Poca esperanza de reanudar diálogo de paz en Siria
El conflicto sirio, que cumple mañana tres años, comenzó como una ola de protestas populares contra el régimen y se ha transformado en una cruenta guerra. AFP/La Republica
Enviar

Poca esperanza de reanudar diálogo de paz en Siria

La adopción en las últimas horas de una nueva ley electoral en Siria y la fuerte tensión diplomática entre Estados Unidos y Rusia han reducido considerablemente las esperanzas de una pronta reanudación de las negociaciones de paz entre el gobierno y la oposición.
El mediador para la crisis en Siria, Lajdar Brahimi, no ceja, pese a todo, en sus esfuerzos por mantener vivo el proceso diplomático lanzado en Ginebra, con la convicción de que no existe una alternativa a él, salvo la continuación de la guerra hasta que una de las dos partes aplaste totalmente a la otra.

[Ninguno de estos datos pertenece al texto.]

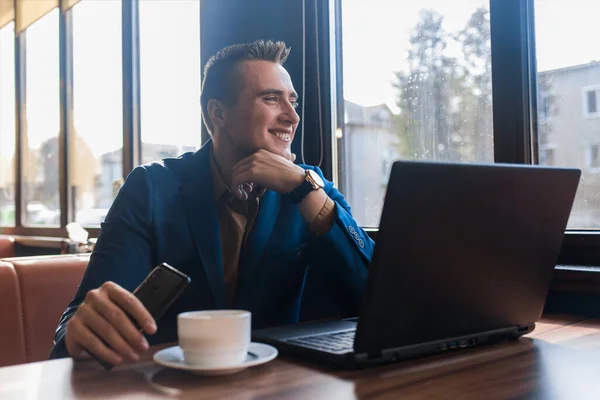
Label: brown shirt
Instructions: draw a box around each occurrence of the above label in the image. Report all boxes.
[210,150,335,306]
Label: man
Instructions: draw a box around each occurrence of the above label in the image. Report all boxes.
[51,41,373,365]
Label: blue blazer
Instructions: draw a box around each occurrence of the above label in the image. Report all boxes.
[51,141,374,358]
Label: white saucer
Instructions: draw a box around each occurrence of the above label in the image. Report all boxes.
[153,342,278,375]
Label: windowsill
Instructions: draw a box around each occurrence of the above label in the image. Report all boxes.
[11,235,96,249]
[7,233,600,294]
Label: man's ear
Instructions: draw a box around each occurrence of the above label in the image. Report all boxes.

Brahimi expuso ayer su visión de la situación en Siria ante la Asamblea General de la ONU, tras comparecer el jueves a puerta cerrada en el Consejo de Seguridad, órgano al que pidió que ejerza presión sobre las partes para que éstas retomen las conversaciones en una tercera ronda negociadora.
Su llamamiento estaba implícitamente dirigido, sobre todo, a EE.UU. y Rusia, que fueron los iniciadores del proceso diplomático de Ginebra y consiguieron que el Gobierno sirio y la oposición aceptaran sentarse juntas para negociar el fin de la guerra civil que esta semana entra en su cuarto año.
El principal logro de las dos primeras rondas, celebradas en enero y febrero pasados, fue que las dos delegaciones se reunieran en la misma sala y expusieran a la otra sus posiciones, al tiempo que se facilitó un acuerdo posterior para permitir la entrada de ayuda humanitaria al centro histórico de Homs, bajo asedio armado.
Aparte de eso, ambas partes mantuvieron inamovibles sus posiciones: la oficial era discutir en prioridad el problema del terrorismo -como define al levantamiento armado contra el gobierno-, mientras que la opositora consistía en la formación de un órgano de gobierno transitorio.
Washington, un grupo de países árabes (Arabia Saudí, Catar y Emiratos Árabes Unidos) y Turquía son los principales soportes de la oposición siria, tanto la que actúa en el ámbito político y se encuentra en el exilio, como la que combate en el terreno.
El régimen de Bachar Al Asad se apoya en Moscú, cuya influencia crucial quedó el año pasado en evidencia al convencer al primero de que declarara y entregara su arsenal químico para evitar que EE.UU. cumpliera su amenaza de bombardeos.
Sin embargo, la crisis política en la exrepública soviética de Ucrania y la amenaza de secesión de su provincia de Crimea, que eventualmente se anexaría a Rusia, ha tensado hasta el extremo las relaciones de ésta con EE.UU. y "acaparado la atención que antes brindaban a Siria", según fuentes próximas al proceso de Ginebra.